だが、飯田は安田にどうしても聞きたい事があった。
「あの~、ところでところで安田さん?僕の告白の行方は、どうなったんでしょうか?」
「・・・・・・」
安田は飯田の顔を見ながら、そろりそろりと2,3歩下がった。そして、見たこともない様な笑顔を見せ、
「もし、飯田君が走れメロスなら、私の為に世界新記録出してくれるんでしょ!」
と言った。飯田はポカンと口を開けていたが、ヒクヒクと笑い始めた。
「こいつ!読みやがったな!」
と、安田を走って追いかけた。
その姿は、走れメロスの様だった・・・・・
終。
皆さん、おつかす。いやあ、意外と長くなりました。草津編。タイトルもベタなら、内容もベタ。
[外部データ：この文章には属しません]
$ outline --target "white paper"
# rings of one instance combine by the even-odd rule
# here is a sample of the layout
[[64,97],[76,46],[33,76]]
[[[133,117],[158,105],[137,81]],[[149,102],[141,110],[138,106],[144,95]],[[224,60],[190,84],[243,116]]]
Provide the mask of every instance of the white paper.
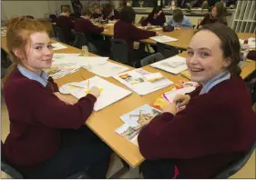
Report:
[[186,58],[179,55],[151,64],[150,66],[172,73],[174,75],[178,75],[188,69]]
[[113,77],[141,95],[148,95],[173,84],[173,82],[167,78],[156,82],[148,82],[145,78],[145,75],[149,74],[149,72],[139,68],[116,75]]
[[120,116],[125,124],[116,129],[116,133],[138,145],[138,135],[141,129],[160,114],[161,111],[148,105],[144,105]]
[[159,42],[159,43],[168,43],[168,42],[172,42],[172,41],[178,41],[178,39],[175,39],[170,36],[167,35],[158,35],[158,36],[153,36],[149,37],[150,39],[153,39],[154,41]]
[[67,46],[65,46],[64,45],[61,45],[60,43],[53,43],[52,46],[54,47],[53,48],[54,51],[67,48]]
[[101,64],[87,65],[84,66],[84,68],[103,77],[110,77],[129,69],[124,65],[108,61]]
[[[89,87],[88,87],[88,80],[89,80]],[[73,83],[66,84],[59,88],[59,92],[64,94],[71,94],[77,99],[80,99],[81,97],[87,95],[88,89],[90,89],[92,86],[98,87],[102,91],[94,105],[95,111],[98,111],[131,94],[130,91],[119,87],[112,83],[109,83],[98,76],[94,76],[92,78],[89,78],[88,80],[85,80],[79,83],[73,82]],[[75,85],[82,86],[84,88],[74,87],[68,85]]]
でも、ベタな話は大好きです。私自身、よく、こんな話は有り得ない。現実には起こりえない。と否定するんで、矛盾を消すのに苦労しました。何度も戻って、テコ入れしました。今時、連絡つかない孤立系殺人事件なんて、無理ありましたかね?何とかやりきりました。飯田と斎藤の、あほなやり取りが好きで、斎藤を殺すのが辛くなりました。あと、睦ちゃんの最後の奮闘、私、泣きながら書きました。この愛すべきキャラが誰かのお役に立てる様祈ります。と、いうか、べた過ぎて、誰かとエピローグ、ダブってないかな?心配です。